L’un des moteurs de la persuasion coercitive est la faculté d’un orateur à faire accepter l’irrationnel. Alors que le réel est à l’origine des angoisses et du sentiment d’incomplétude qui ont conduit l’activiste au Front, l’irrationnel qui lui est proposé le rassure parce qu’il véhicule des solutions toutes faites.

L’identification et l’imitation.

Pour appartenir au groupe, l’activiste doit calquer son comportement sur celui des autres. Cette imitation efface son individualité. En remplaçant les indécisions nées du libre arbitre par des conduites automatiques suscitées par l’exemple, elle abrase le sentiment d’incertitude et le remplace par l’urgence d’une mission à remplir.

L’imitation exacerbe un désir de compétition entre les activistes, qui doivent tendre le plus vite possible et de la façon la plus parfaite à leur accomplissement.

La séduction.

Cette phase n’est que le prolongement de la séduction entreprise lors du recrutement.

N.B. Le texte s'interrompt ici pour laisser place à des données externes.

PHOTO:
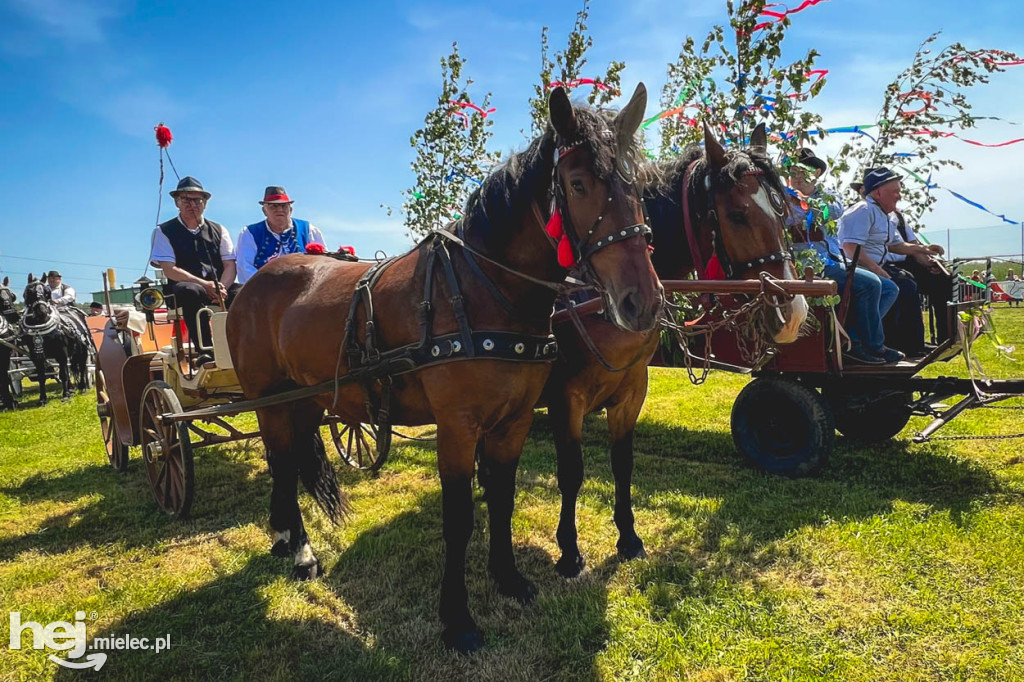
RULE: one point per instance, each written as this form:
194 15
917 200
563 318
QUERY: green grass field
899 562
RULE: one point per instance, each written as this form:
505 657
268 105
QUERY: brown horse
736 206
288 328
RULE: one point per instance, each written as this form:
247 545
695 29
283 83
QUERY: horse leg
622 424
65 375
40 364
6 399
281 433
566 424
456 448
501 454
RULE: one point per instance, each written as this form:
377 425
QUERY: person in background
60 294
278 235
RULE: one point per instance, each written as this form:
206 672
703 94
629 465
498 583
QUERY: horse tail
321 480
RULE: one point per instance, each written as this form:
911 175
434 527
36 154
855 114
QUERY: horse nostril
629 305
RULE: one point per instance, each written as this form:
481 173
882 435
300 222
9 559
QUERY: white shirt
62 295
867 224
163 252
247 249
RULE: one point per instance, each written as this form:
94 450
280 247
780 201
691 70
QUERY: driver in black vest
197 257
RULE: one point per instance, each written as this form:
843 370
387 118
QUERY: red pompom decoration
164 135
554 227
565 257
714 269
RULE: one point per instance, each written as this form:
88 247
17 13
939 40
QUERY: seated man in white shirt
276 236
197 257
866 223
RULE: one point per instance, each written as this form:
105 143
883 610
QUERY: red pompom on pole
565 257
164 136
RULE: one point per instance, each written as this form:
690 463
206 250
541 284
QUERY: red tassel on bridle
556 231
164 136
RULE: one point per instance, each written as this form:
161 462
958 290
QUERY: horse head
734 200
598 204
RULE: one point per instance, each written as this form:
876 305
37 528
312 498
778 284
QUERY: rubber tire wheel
172 474
117 452
870 421
356 443
782 427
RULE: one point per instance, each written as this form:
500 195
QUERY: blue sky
323 97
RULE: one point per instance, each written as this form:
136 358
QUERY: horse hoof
464 641
631 550
307 571
569 566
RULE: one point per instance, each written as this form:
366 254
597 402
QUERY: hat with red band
275 195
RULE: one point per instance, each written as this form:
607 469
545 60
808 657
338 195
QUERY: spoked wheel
356 443
167 451
117 452
782 427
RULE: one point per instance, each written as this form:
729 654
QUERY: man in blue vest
196 256
279 235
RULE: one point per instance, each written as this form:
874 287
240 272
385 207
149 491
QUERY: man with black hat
866 223
60 294
278 235
811 212
197 257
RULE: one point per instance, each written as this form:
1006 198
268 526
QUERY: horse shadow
98 506
677 470
390 574
226 629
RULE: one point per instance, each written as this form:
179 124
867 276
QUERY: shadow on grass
859 482
99 506
225 630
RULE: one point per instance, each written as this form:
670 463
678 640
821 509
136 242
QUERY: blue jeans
872 297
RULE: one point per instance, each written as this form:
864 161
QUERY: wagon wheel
166 451
783 427
356 443
117 452
869 416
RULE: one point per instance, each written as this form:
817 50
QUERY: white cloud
71 20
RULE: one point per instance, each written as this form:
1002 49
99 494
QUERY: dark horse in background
8 337
47 333
736 206
288 327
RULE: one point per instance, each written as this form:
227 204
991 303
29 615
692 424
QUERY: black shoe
861 356
888 354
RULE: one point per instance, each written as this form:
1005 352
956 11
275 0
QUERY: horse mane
496 208
662 189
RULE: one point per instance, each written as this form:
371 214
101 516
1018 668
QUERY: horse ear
714 150
632 115
562 116
759 139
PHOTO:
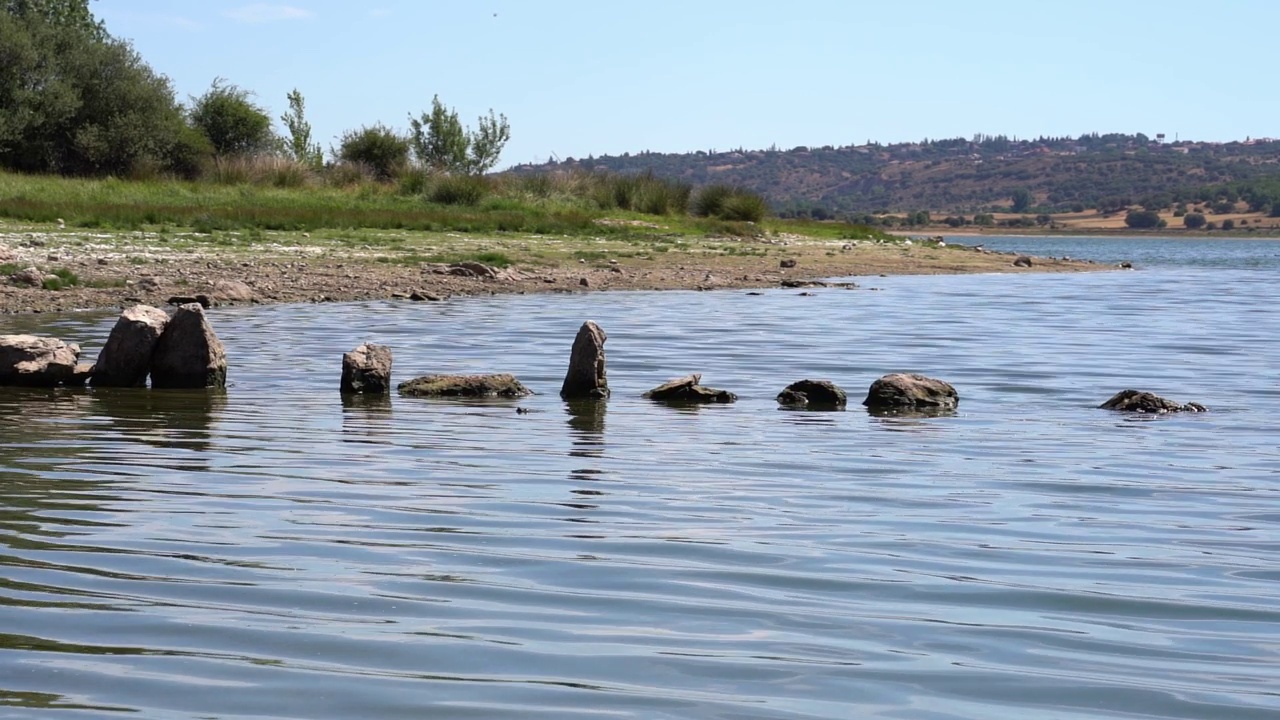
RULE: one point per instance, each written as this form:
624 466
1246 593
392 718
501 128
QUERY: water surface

La séduction s’appuie sur deux processus émotionnels complémentaires. D’une part, il y a activation d’un phénomène émotionnel positif par la sympathie que déclenche l’émetteur – système affectif privilégié autorisant les processus d’identification. D’autre part, le renforcement d’un phénomène émotionnel négatif souligne les conflits qui opposent le recrutable à son environnement habituel. Le “love-bombing” (bombardement d’amour) de l’émetteur sur le récepteur s’accompagne d’un bombardement de haine’ du couple émetteur- récepteur à l’égard des tiers, société, famille, patrie d’origine etc.

La captation.

La phase de captation consiste exclusivement à submerger le sujet de liens affectifs qui le rassurent et lui donnent le sentiment d’appartenance à un groupe. Il faut que le recruté soit convaincu qu’il va désormais pouvoir compter sur l’appui de personnes qui déclarent éprouver de la sympathie pour lui. Le Front se présente alors comme un cocon, comme une famille de substitution plus accueillante et compréhensive que la famille naturelle.

La conversion.

Il s’agit du point culminant de l’assimilation du Front Polisario. Le futur converti épuise ses défenses à réduire la dissonance qui existe entre les normes de sa vie antérieure et les nouvelles règles qui lui sont proposées. Sa conversion suppose qu’il consente à un compromis entre son histoire passée et son futur. La conversion s’appuie sur un pari pour l’activiste. Il s’agit de troquer un passé douloureux contre un futur chatoyant assorti d’une dépendance corps et âme à la structure. L’acceptation de ce pari signe le pacte d’engagement définitif – “sans critique” – envers le commissaire politique. Le prosélytisme du disciple sera non seulement la preuve de sa conviction, mais aussi un instrument de renforcement du lien et un élément de coercition.

L’ endoctrinement.

Il s’agit de la phase de consolidation de la conversion. Elle vise à éliminer les restes d’esprit critique qui peuvent encore animer le sujet. L’endoctrinement tend à l’intégration de plus en plus forte de l’individu dans le Front Polisario.

Cependant, le statut réel n’a qu’un lointain rapport avec le statut affiché. Plus la responsabilité semble croître au sein du Front, plus les liens de dépendance se renforcent. La dépendance devient multidirectionnelle non seulement l’activiste dépend hiérarchiquement de ses supérieurs, mais il dépend moralement de ses inférieurs, et économiquement, socialement, de la structure.